However, many investigators refute this point. Han et al (2006) recently reported that EGFR mutation and high gene copy number were associated with better objective response in univariate analysis. Only gefitinib-sensitive EGFR mutation was independently predictive of both response and survival in multivariate analysis. Furthermore, Tsao et al (2005) report that 53% of the EGFR mutations they found were novel variant mutations, of which 92% were C/G → T/A or A/T → G/C transitions. Marchetti et al (2006) suggested that at least some of these mutations could be artifactual if Tsao et al (2005) used small amount of DNA from paraffin-embedded tissues. Tsao et al, (2005) responded to this comment by stating that even when the mutation analysis was confined to patients with exon 19 deletion and L858R, overall results did not change, confirming no association of response and survival for mutations in the BR.21 trial (Tsao et al, 2005). In general, tumours with EGFR mutations tend to have gene amplification. Mutation and amplification are probably both important in determining TKI sensitivity. To resolve this controversy, both EGFR mutations and amplification should be determined prospectively in future clinical trials. These results are also summarised in Table 1.

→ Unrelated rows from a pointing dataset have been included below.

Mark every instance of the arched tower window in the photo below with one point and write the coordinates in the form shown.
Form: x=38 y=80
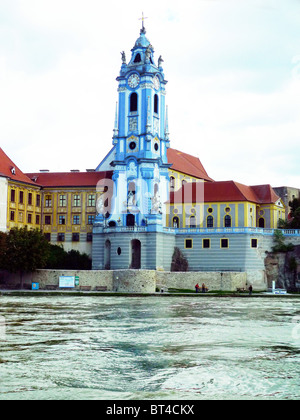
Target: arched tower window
x=156 y=103
x=227 y=221
x=137 y=58
x=133 y=102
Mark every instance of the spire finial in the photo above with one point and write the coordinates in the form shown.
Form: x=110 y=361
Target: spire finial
x=143 y=30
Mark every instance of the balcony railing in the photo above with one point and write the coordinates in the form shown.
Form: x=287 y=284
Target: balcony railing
x=203 y=231
x=261 y=231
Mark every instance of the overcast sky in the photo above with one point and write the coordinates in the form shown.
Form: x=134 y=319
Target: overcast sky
x=233 y=92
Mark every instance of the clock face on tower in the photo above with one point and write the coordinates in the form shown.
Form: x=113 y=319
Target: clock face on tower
x=156 y=82
x=133 y=80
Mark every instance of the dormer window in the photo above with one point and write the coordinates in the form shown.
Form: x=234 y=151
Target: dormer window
x=137 y=58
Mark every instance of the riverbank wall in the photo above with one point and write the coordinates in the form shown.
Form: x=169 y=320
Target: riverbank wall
x=137 y=281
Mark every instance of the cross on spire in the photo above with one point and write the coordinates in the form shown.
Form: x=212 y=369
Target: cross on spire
x=143 y=19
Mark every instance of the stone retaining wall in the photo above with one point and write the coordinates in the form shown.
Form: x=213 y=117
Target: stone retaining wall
x=139 y=281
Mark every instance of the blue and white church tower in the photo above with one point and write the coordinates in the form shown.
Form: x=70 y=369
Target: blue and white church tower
x=138 y=159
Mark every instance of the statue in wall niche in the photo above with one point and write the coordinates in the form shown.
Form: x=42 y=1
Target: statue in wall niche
x=130 y=198
x=123 y=57
x=156 y=171
x=100 y=205
x=156 y=204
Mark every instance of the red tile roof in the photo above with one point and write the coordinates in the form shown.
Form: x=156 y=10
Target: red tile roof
x=187 y=164
x=9 y=170
x=69 y=179
x=223 y=191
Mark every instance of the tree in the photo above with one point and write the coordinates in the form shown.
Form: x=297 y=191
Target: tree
x=71 y=260
x=26 y=250
x=280 y=245
x=3 y=237
x=179 y=262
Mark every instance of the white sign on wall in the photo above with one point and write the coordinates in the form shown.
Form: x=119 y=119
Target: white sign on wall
x=67 y=281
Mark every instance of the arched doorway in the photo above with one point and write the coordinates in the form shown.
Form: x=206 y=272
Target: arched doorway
x=135 y=254
x=107 y=251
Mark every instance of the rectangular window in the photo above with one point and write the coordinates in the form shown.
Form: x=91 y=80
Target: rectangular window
x=62 y=220
x=188 y=243
x=76 y=200
x=205 y=243
x=75 y=237
x=48 y=201
x=253 y=243
x=60 y=237
x=62 y=201
x=91 y=200
x=91 y=219
x=47 y=220
x=76 y=220
x=224 y=243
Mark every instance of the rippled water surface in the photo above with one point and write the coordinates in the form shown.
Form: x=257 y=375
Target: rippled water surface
x=63 y=347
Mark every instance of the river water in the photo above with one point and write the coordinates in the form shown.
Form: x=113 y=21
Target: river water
x=152 y=348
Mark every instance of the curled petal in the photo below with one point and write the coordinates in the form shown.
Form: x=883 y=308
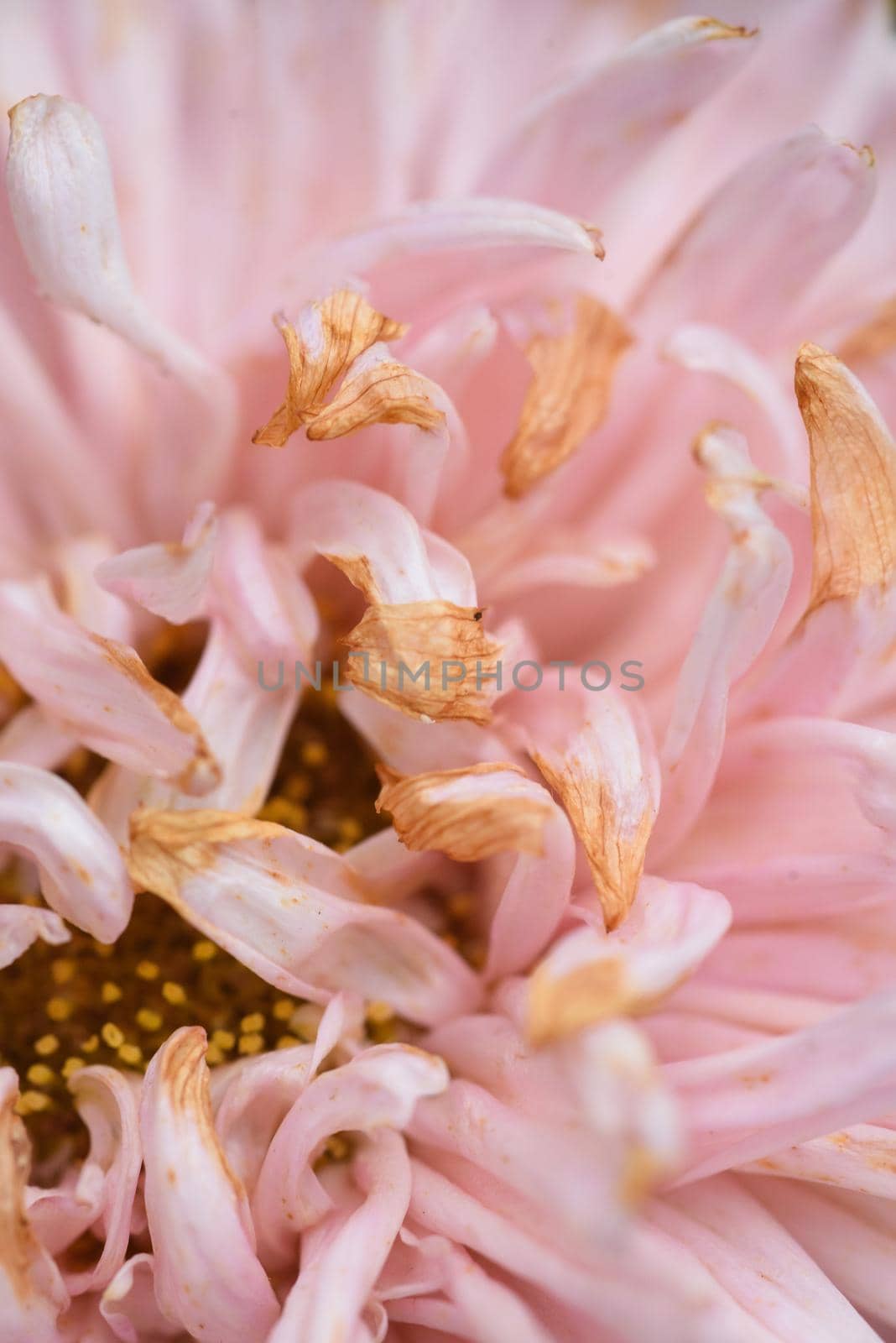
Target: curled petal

Other molecular parameters
Ligands
Using cDNA microarray, increased expression of amphiregulin or TGF-α, known to be the ligands for EGFR, is related with poor response to gefitinib (Kakiuchi et al, 2004). Recently, it was reported that heregulin, ligand for HER3, expression correlates with gefitinib insensitivity (Zhou et al, 2006). The ADAMs (a disintegrin and metalloproteases), zinc-dependent membrane-associated proteases, control the cleavage of most EGF-related ligands. Zhou et al (2006) also showed that ADAM17 protein is upregulated in NSCLC and correlated with heregulin-mediated HER3 activation, leading to gefitinib insensitivity
Receptors
In addition to EGFR gene copy numbers, Cappuzzo et al (2005c) reported that increased HER2 gene copy number is associated with response to gefitinib therapy in EGFR-mutated NSCLC. However, the same group reported that genomic gain for HER3 is not a marker for response or resistance to TKI therapy in advanced NSCLC patients (Cappuzzo et al, 2005b). It is also reported that cancer cells having HER2 mutations, present in a very small fraction of NSCLC, are insensitive to EGFR-TKI, but remain sensitive to HER2-targeted therapies (Wang et al, 2006).
Downstream molecules
Pao et al (2005b) first reported that lung cancers with KRAS mutations are resistant to EGFR-TKIs. None of the nine tumours with KRAS mutations responded to EGFR-TKIs (Pao et al, 2005b). However, Miller et al (2006) showed that in their study of adenocarcinoma with bronchioloalveolar cell feature treated with erlotinib, some of the tumours with KRAS mutations showed minor tumour shrinkage, although response rate of lung cancer with KRAS mutations was zero by RECIST. Thus, it is not possible to exclude patients with KRAS mutations from the list of patients with potential clinical benefit from EGFR-TKI therapy.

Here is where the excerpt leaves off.